As much as the players and management have waxed lyrical about Stoudemire’s importance to the team’s offense, many Knicks fans won’t have been too devastated with the news that Stoudemire was going to miss the first 6-8 weeks of the season. And the fact that the Knicks have looked fantastic in their victories over Miami and Philadelphia won’t have changed many people’s perceptions about the Knicks looking better without Stoudemire in the starting line-up.

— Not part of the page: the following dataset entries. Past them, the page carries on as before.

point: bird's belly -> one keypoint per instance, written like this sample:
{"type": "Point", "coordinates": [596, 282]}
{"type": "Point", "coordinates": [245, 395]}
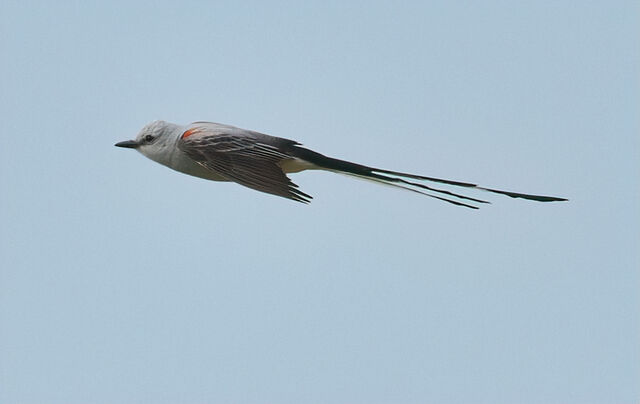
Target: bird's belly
{"type": "Point", "coordinates": [190, 167]}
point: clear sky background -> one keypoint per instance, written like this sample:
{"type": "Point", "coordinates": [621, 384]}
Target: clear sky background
{"type": "Point", "coordinates": [122, 281]}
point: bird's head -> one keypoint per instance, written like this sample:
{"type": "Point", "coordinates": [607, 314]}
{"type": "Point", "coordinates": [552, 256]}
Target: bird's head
{"type": "Point", "coordinates": [156, 141]}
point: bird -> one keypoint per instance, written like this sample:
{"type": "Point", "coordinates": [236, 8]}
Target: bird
{"type": "Point", "coordinates": [220, 152]}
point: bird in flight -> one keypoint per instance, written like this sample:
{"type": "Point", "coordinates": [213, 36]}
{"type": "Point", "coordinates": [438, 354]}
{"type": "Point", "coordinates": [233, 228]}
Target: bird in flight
{"type": "Point", "coordinates": [221, 152]}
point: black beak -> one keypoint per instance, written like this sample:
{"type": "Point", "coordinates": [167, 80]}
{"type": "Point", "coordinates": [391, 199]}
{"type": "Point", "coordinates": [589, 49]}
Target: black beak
{"type": "Point", "coordinates": [130, 144]}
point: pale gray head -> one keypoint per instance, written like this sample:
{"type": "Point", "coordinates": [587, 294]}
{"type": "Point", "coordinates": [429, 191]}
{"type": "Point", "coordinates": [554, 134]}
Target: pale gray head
{"type": "Point", "coordinates": [156, 141]}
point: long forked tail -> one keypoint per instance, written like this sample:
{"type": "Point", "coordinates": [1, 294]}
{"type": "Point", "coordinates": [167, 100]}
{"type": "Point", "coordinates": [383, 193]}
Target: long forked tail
{"type": "Point", "coordinates": [403, 180]}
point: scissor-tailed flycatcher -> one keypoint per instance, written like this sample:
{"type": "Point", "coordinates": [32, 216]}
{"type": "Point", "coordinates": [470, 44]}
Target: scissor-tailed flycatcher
{"type": "Point", "coordinates": [225, 153]}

Granted, we’re only a few games into the season—a ridiculously small sample size with which to make sweeping judgments about any team—and the Knicks won’t always hit as many shots from downtown as they’ve done in their first two games, but the Knicks’ frontcourt issues have been evident for more than a year now. It’s obvious to anyone watching , unless you bet on NFL football, that Anthony is best suited to the power forward position. At the 3-spot he gets exposed on defense, trying to chase down quicker, more agile, small forwards. At the power forward position he’s far more comfortable defending his opposite number. He’s strong enough to post-up on offense, and possesses a speed advantage over most opposing players at the 4-spot.
To put it simply: Anthony’s a better power forward than Stoudemire. The Knicks benefit on offense from having their best player function in his preferred spot—whatever he says publicly—while on defense, they’re far more solid with Anthony at the 4. It’s well known that Stoudemire is a frequent proponent of matador-style defense, and with Anthony getting exposed at small forward, the pressure on Tyson Chandler to bail the team out is huge. While accepting his Defensive Player of the Year Award last season, Chandler jokingly (but somewhat truthfully) acknowledged Anthony and Stoudemire’s role in his success—having to bail them out numerous times can’t help but make you look like a hero.
But the Knicks can’t just rely on Chandler if they’re serious about contending for a championship, which is why having Stoudemire and Anthony start together is a risky proposition. The Knicks just have too many players who coast/are generally horrible on defense—the likes of J.R. Smith, Raymond Felton and Steve Novak—so allowing Anthony to play with defensively solid frontcourt players enables him to do what he does best, and limits the damage defensively. So far this season they’ve started Ronnie Brewer at small forward, an elite perimeter defender who has given them the stability they need on defense, and has allowed Anthony to concentrate on offense, and defend slower power forwards.
It’s difficult to imagine Mike Woodson benching Stoudemire for long when he does return. He was moved back into the starting line-up fairly quickly last year after returning from injury. However, if the Knicks are still looking cohesive by the time he’s ready to return, Woodson should give serious consideration to playing Stoudemire in a 6th man role. Stoudemire won’t like it, of course, but for the good of the team, it would be the correct decision.
Stoudemire is still above average on offense, despite his alarming decline over the past two seasons, and he can offer the Knicks that scoring punch off the bench. If Woodson wants to continue getting the best out of Anthony, on offense and defense, keeping him at the 4-spot is essential.
Like the old adage goes: if it isn’t broke, don’t fix it.